May 24, 2022

To Build or to Buy? DIY Orchestration with Airflow vs. A Fully Managed Service

Steve Swoyer Senior Content Writer Astronomer

Apache Airflow® has been a boon for organizations that need a scalable framework for scheduling and running the workflows that feed data to decision-makers, practitioners, and automated services across their business. With hundreds of built-in features and capabilities that make it easy to schedule operations across distributed databases, compute engines, and other cloud services, Airflow is in a class by itself as a workflow-scheduling platform. And with its rapidly increasing popularity — from 200,000 monthly downloads in 2019 to more than 12 million in 2022 — there is a growing community of developers equipped to work with it. So it’s not surprising that so many organizations are drawn to Airflow — and, often, to deploying and customizing their own Airflow infrastructures.

But workflow management isn’t the same thing as orchestrating your data stack from top to bottom. Data orchestration is a much more complex and ambitious undertaking that makes it easier for an organization to:

observe and understand its data pipelines;
ensure seamless, secure interoperability between — and access to — resources across the business;
use as few resources in the cloud as possible;
incur a minimum of technical debt;
attract and retain top engineers, and keep them focused on their core competencies.

Anyone who has tried to put Airflow to use as a full-fledged data orchestration solution knows that, as great as it is, Airflow on its own can be tricky to scale, difficult to manage, and hard to maintain, and that it lacks a number of features essential to effective orchestration.

As we see it, building and maintaining your own Airflow infrastructure — or relying on an infrastructure-only cloud service as a basis for orchestration — is harder and more costly than most people realize. And yet plenty of organizations choose these approaches. At Astronomer, we talk to hundreds of organizations every month that are using or looking at using Airflow, so we hear a lot of the issues people consider when thinking about building rather than buying.

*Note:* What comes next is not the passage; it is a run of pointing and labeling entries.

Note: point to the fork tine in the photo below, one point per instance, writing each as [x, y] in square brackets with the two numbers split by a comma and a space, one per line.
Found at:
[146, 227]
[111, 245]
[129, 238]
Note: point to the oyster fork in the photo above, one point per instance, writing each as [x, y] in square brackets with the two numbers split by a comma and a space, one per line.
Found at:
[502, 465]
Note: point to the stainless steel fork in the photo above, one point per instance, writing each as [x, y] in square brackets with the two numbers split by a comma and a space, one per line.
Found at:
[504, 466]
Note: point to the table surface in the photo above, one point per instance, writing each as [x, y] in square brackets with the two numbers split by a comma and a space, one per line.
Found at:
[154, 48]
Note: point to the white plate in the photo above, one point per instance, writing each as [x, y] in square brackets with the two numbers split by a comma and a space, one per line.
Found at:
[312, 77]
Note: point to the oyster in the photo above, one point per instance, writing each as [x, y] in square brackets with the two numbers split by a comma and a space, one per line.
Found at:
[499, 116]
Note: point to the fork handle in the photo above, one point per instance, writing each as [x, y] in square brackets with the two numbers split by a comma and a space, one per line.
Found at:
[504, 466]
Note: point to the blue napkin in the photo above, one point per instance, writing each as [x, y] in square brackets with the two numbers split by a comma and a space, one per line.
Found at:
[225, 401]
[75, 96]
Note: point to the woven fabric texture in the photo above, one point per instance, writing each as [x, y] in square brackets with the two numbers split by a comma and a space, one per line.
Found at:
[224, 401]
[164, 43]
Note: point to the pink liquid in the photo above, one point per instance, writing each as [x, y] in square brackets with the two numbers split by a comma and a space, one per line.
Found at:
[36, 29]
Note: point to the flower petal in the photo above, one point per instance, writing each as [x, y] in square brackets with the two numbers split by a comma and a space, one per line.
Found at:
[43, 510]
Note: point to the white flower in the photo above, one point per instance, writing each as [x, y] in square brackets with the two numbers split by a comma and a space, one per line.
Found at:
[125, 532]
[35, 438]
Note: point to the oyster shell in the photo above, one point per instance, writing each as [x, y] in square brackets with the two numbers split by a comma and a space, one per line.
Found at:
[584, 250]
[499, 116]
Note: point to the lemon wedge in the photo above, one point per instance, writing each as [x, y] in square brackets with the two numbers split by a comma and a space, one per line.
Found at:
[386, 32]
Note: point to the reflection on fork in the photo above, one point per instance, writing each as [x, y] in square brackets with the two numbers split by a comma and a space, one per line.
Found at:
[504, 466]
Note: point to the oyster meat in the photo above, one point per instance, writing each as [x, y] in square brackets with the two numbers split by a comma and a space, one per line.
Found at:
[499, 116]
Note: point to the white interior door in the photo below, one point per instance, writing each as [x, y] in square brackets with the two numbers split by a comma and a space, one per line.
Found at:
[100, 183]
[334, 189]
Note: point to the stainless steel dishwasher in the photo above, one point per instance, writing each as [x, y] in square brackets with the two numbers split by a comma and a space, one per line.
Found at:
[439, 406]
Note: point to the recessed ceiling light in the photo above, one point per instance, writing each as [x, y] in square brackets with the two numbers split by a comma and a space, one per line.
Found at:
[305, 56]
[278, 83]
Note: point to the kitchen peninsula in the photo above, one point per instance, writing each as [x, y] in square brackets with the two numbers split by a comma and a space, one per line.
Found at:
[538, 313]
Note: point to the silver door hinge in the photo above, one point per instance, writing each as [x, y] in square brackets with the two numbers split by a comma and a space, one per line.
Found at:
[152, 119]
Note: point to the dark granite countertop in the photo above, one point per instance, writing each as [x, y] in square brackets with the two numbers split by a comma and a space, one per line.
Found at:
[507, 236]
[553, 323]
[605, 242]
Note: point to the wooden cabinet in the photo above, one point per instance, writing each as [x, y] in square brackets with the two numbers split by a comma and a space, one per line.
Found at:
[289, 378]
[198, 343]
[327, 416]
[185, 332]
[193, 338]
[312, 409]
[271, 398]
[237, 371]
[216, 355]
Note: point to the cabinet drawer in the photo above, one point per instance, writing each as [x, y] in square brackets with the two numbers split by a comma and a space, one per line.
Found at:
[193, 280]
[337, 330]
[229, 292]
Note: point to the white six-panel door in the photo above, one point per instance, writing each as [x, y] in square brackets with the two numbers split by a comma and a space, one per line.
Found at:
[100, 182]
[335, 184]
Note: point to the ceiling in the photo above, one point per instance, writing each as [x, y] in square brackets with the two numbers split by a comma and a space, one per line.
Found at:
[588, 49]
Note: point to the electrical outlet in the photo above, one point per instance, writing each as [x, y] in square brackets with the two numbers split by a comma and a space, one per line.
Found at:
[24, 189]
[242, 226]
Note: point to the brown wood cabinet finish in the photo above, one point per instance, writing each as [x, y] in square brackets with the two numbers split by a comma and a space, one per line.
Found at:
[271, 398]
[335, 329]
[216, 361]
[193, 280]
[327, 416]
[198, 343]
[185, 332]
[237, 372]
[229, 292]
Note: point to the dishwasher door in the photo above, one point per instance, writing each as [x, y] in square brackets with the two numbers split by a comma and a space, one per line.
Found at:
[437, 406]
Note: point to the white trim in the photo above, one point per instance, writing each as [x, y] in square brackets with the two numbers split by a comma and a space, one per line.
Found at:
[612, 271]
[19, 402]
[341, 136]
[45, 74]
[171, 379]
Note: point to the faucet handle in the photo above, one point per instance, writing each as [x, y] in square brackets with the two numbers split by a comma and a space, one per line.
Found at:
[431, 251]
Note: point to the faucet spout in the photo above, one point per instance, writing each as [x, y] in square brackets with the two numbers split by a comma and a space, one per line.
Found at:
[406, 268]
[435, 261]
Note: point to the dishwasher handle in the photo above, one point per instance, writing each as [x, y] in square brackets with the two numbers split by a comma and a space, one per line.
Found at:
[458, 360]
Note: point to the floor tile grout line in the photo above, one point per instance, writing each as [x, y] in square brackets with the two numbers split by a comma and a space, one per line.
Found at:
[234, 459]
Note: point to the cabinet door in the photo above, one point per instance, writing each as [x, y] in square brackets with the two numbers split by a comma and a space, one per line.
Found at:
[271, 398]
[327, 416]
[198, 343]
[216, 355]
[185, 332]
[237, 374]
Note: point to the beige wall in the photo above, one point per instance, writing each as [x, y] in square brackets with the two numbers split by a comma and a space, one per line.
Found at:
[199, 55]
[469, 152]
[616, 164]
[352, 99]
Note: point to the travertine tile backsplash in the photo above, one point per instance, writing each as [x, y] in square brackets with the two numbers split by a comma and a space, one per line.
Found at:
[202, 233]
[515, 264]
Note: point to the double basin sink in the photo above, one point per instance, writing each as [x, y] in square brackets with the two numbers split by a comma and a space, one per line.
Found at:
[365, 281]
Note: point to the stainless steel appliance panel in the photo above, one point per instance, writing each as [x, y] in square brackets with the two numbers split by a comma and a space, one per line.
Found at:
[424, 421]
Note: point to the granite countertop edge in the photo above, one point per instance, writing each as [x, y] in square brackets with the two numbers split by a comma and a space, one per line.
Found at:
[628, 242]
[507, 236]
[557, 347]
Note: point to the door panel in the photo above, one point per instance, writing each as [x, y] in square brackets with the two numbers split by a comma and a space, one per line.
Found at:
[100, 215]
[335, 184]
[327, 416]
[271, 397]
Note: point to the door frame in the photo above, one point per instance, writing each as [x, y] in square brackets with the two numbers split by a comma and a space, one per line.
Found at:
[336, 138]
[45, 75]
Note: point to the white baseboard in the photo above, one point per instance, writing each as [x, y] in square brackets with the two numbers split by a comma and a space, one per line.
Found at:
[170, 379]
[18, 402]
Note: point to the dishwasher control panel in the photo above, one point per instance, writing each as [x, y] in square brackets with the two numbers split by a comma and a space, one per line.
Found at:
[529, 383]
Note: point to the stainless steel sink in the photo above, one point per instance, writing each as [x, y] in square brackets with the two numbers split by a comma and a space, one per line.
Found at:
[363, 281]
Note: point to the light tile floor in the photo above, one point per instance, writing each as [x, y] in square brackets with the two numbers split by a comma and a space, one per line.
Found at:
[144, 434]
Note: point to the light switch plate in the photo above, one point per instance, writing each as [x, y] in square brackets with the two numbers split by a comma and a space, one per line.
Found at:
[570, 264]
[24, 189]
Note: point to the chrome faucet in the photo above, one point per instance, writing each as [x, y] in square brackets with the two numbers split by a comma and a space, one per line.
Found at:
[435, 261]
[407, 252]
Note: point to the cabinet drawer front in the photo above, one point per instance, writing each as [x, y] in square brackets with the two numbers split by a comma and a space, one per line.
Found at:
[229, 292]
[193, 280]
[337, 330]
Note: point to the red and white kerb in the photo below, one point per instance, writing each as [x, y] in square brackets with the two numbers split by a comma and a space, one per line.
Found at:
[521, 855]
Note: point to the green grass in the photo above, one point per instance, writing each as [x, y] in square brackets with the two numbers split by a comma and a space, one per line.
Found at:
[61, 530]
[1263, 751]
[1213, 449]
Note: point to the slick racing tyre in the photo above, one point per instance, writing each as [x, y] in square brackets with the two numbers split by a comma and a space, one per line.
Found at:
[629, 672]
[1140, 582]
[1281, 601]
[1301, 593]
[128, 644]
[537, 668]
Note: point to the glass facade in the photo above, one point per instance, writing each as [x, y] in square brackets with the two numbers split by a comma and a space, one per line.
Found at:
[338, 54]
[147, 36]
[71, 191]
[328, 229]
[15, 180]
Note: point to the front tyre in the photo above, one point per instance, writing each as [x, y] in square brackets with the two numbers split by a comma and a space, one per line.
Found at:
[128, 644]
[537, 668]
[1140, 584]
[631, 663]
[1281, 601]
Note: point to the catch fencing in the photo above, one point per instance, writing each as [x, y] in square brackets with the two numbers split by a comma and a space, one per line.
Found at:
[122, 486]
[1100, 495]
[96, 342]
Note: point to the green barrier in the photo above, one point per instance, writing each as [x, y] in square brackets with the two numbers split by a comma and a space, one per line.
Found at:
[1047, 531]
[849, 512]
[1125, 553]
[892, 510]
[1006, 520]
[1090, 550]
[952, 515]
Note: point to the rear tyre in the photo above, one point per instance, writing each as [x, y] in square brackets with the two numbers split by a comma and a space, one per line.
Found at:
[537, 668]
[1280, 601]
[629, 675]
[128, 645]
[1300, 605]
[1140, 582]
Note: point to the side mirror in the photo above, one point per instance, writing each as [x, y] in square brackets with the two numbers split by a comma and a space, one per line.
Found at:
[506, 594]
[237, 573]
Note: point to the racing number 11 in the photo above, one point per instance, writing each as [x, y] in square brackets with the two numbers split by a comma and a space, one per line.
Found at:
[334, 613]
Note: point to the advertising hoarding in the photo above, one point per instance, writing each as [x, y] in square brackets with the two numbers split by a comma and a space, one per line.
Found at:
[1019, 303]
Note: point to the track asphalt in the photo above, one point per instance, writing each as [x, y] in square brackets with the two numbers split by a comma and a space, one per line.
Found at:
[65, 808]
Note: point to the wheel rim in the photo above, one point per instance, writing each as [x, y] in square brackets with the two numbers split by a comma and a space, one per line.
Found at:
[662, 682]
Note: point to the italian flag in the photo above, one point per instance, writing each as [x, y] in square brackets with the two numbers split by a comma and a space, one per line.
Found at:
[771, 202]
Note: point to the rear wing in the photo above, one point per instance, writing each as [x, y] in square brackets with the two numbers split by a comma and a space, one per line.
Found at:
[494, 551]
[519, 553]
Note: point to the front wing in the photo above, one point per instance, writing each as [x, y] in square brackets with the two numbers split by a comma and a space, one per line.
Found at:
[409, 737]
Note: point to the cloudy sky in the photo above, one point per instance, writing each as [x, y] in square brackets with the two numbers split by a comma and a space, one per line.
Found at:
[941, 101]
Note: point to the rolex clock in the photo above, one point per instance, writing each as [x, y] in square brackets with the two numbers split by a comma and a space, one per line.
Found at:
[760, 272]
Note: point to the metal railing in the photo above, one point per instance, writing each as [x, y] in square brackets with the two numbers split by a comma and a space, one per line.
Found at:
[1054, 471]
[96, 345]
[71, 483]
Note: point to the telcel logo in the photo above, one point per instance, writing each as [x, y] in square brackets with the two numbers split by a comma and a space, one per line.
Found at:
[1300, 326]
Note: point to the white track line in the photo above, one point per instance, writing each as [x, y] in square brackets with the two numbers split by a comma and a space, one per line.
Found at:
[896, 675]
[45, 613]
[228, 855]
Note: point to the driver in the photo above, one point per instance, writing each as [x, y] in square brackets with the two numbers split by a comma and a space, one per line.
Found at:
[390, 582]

Below are some of the things we hear — along with our own takes on each.

Myths and misconceptions about DIY orchestration:

Free OSS Airflow is enough for orchestration.

1. Open source Airflow is free, and organizations can get what they need from it.

Successful OSS projects produce high-quality software at no upfront cost, and are complemented by dedicated forums, mailing lists, and other public resources. On this basis, you might think OSS Apache Airflow® alone could be enough to address all of your needs.

Our take: As noted above, an Airflow infrastructure is a lot to manage. In addition to Airflow itself, the most common Airflow deployment pattern consists of a web server, a Postgres RDBMS, and a Docker registry. However, because Airflow’s shared-everything architecture complicates the task of supporting large and/or diverse deployments, the best way to scale it in production is by creating containerized images that run locally — in Airflow itself — or can be deployed via external executors, such as Celery and Kubernetes (K8s). These executors introduce additional dependencies (a Redis database, a RabbitMQ message queue), too.

And despite that complexity, this stack still doesn’t give you all the pieces you need to design a scalable and sustainable data orchestration service.

For example, basic Apache Airflow® lacks built-in integration with version-control and CI/CD software, and doesn’t offer a consistent and reproducible local development environment — meaning it doesn’t offer a secure, controlled path that DAG authors can use to push their code from dev to prod.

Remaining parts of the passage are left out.